The internet has become so much a part of the lives of most of the people that it is easy to imagine that it will always remain the free and open medium it is now. We’d like to believe it will remain a place where we can always access any lawful content we want, and where the folks delivering that content can’t play favorites because they disagree with the message being delivered or want to charge more money for faster delivery.
I . Net neutrality is the principle that internet service providers ISPs treat all content equally and not give preference to some digital content providers. That means the consumer can load every website, app, video, etc., equally, regardless of where the content is hosted. For example, an ISP may not charge more for sites that stream movies or promote a specific agenda. This is also referred to as the open internet.
II . Network neutrality means applying well-established “common carrier” rules to the internet in order to preserve its freedom and openness. Common carriage prohibits the owner of a network that holds itself out to all-comers from discriminating against information by halting, slowing, or otherwise tampering with the transfer of any data (except for legitimate network management purposes such as easing congestion or blocking spam).
NOT ONLY A CONSUMER ISSUE
Network neutrality is a consumer issue, but it is also one of the foremost free speech issues of our time.
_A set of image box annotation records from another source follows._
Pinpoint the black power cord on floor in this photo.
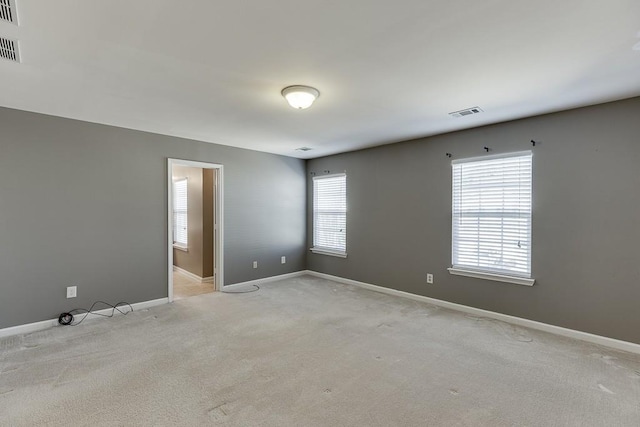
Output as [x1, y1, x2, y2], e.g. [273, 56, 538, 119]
[58, 301, 133, 326]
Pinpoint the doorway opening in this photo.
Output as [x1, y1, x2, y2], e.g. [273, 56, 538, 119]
[167, 159, 224, 302]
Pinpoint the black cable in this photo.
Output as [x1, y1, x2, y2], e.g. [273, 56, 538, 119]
[220, 285, 260, 294]
[58, 301, 133, 326]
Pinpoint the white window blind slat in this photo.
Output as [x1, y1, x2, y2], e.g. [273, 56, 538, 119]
[173, 178, 188, 247]
[313, 174, 347, 253]
[452, 152, 532, 277]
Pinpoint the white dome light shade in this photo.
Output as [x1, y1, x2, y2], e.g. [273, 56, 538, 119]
[282, 86, 320, 110]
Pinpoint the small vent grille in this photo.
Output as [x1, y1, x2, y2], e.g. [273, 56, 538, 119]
[0, 37, 20, 62]
[449, 107, 482, 117]
[0, 0, 18, 24]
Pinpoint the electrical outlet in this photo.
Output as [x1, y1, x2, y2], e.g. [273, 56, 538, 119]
[67, 286, 78, 298]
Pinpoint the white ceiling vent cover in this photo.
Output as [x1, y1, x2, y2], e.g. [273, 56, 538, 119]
[0, 36, 20, 62]
[449, 107, 482, 117]
[0, 0, 18, 25]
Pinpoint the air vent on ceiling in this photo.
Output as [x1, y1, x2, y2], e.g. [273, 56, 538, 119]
[0, 0, 18, 25]
[0, 37, 20, 62]
[449, 107, 482, 117]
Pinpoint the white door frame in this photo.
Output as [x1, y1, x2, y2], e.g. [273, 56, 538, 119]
[167, 158, 224, 302]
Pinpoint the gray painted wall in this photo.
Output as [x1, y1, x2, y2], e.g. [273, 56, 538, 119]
[0, 109, 306, 328]
[307, 98, 640, 343]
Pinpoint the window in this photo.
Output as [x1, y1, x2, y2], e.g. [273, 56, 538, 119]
[311, 174, 347, 257]
[449, 151, 534, 286]
[173, 178, 188, 249]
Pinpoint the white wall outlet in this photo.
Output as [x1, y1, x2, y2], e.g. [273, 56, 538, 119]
[67, 286, 78, 298]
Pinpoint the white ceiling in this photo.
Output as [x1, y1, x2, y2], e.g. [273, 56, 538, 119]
[0, 0, 640, 158]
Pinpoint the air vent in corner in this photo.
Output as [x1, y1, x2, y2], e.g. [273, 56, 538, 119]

In this day and age, it is pretty much impossible to get through life without using the internet — which is why it’s essential that our free speech rights are protected both on- and offline. After all, freedom of expression isn’t worth much if the forums where people actually make use of it are not themselves free.
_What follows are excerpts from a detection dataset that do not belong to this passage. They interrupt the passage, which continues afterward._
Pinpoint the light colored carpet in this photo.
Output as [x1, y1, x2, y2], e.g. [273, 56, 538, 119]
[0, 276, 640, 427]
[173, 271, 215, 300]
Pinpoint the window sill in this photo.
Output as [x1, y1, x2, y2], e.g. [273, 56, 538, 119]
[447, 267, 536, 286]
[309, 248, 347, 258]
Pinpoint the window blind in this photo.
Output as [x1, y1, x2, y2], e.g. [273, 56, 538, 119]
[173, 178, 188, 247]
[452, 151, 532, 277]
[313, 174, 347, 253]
WHY TELECOMS WANT TO INTERFERE WITH INTERNET DATA ?
Profit and other corporate interests, or a dislike for certain political viewpoints, or those that it deems “controversial.” Companies might want to interfere with speech that makes them look bad, block applications that compete with their own, degrade or block access to union sites during a labor conflict, or increase their profit by forcing developers to pay more to avoid having their data blocked or slowed down.
New technologies now allow telecom companies to scrutinize every piece of information we send or receive online — websites, email, videos, internet phone calls, or data generated by games or social networks. And they can program the computers that route that information to interfere with the data flow by slowing down or blocking traffic and communicators that they don’t like, and speeding up traffic they do like or that pays them extra for the privilege.Imagine if the phone company could mess with your calls — through bad connections or frequent dropped calls — when you tried to order pizza from Domino’s, because Pizza Hut is paying them.
THE OTHER VIEW
However those who want that net neutrality should end have their own view. According to them:-
Market forces already protected consumers, because if an ISP started deliberately slowing down people’s favorite websites and streaming services, or putting an end to free speech, consumers would simply switch to a different ISP.No internet service provider wants to be known for having “slow service” or being “anti-free-speech,” so there’s nothing for consumers to worry about.
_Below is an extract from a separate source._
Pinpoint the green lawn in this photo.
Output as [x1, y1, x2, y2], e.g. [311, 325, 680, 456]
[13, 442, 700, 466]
A content provider – especially companies like Netflix and YouTube – may wish to pay a little bit extra to a network company to guarantee better quality for its customers. Further, because YouTube, Netflix and other internet video streaming businesses consume lots of data compared to almost all others going online, it might make sense for Verizon and other ISPs to ask such businesses to pay a little more for their services.In the same way, the government requires drivers of 18-wheeler trucks to pay more in tolls on congested roads than people driving cars.